Forst remembered a day much like Monday. The temperature was above average, there wasn’t a cloud in the sky, and all seemed normal.
Then he saw smoke pouring from the World Trade Center on television.
He immediately turned on his scanner on the computer. He tried calling Ielpi’s cellphone a “dozen or so times,” Forst recalled. Forst initially tried to get back into the city to respond only to be blocked off.
He said his co-workers then banded together, went to a friend’s apartment in Hoboken and watched the towers fall on television.
“And my heart sunk, as I immediately knew that between Wall Street and the fire service, I would know far too many people who had just died,” Forst said.
More than two dozen members of the Vigilant Fire Company ultimately went to the city, Forst recalled, and likely just as many from the Alert Fire Company. Many went through the rubble or manned hoses.
Forst himself would be part of a so-called “bucket brigade,” looking through the edges of the fallen 3 World Financial Center for survivors and others, which was very personal for him.

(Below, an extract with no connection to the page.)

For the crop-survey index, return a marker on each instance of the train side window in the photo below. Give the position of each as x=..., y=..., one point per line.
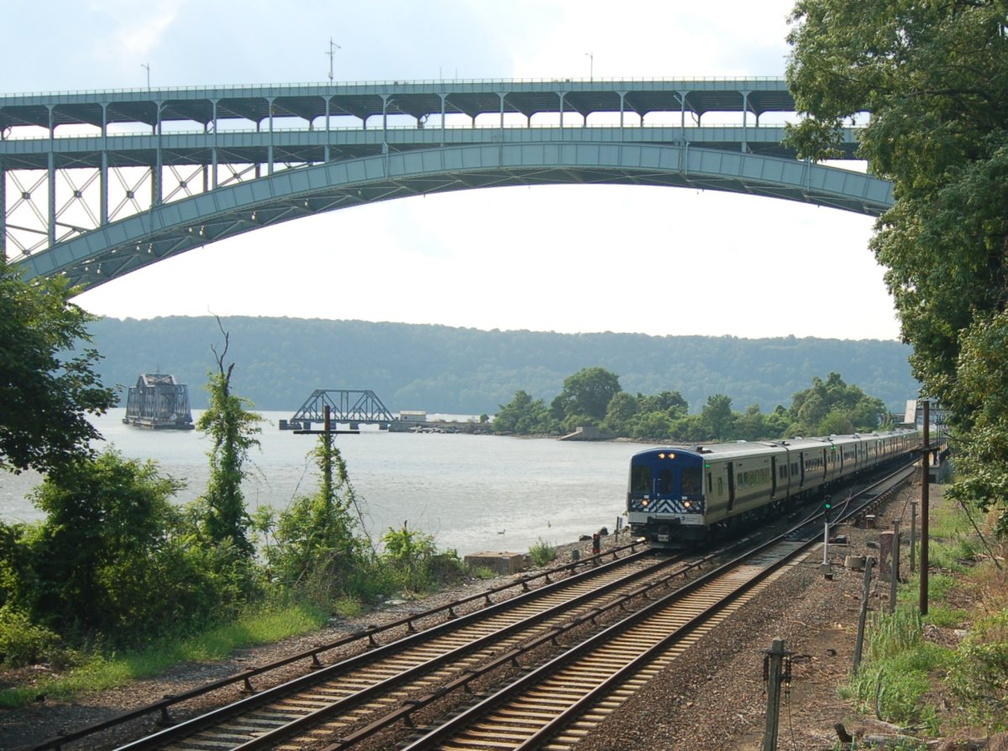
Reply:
x=640, y=480
x=691, y=481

“Having worked in the World Financial Center for three years and having commuted to Jersey through the World Trade Center daily, I couldn’t comprehend what I was looking at,” Forst said.
But before reaching there, Forst said he remembered Jonathan Ielpi’s son asking him and Vigilant to find his father; his remains would not be found and identified until December.
“Many of us loaded up at the firehouse and went to Forest Row to pick up Jonathan’s father and brother, where Jonathan’s son Andrew asked us to please find his father – something that has lived with us ever since,” Forst said.
Forst also highlighted the efforts of Kenneth
Bleck, who went to Ground Zero and then Chelsea Piers with a team, as well as Doris Groene and her son Ray Plakstis, former chief of the Alert Fire Company.
“They both shared a love for the Vigilant Fire Company, their families and Great Neck, and were mentors,” Forst said of Bleck and Groene.
Both died from 9/11-related cancer in the last year, as did Manhasset-Lakeville firefighter Chuck Karen, while Plakstis is currently fighting it, Forst said.
Vigilant members kept returning to help other responders as much as they could, he said.
“The process was repeated by the men and women of your local fire companies until the FDNY asked only that NYC employees work,” Forst said.
Among those who perished that day were many firefighters, police officers and citizens, including six from Great Neck. And ultimately, Forst said, his story is not very different from others in the area.
“As I said before, in no way am I the Vigilant with the longest story, the greatest story, or the most heroic story from Sept. 11,” Forst said. “I can think of a number of people I know whose stories would make mine look like nothing. I’m just glad that I was in the position to give myself.”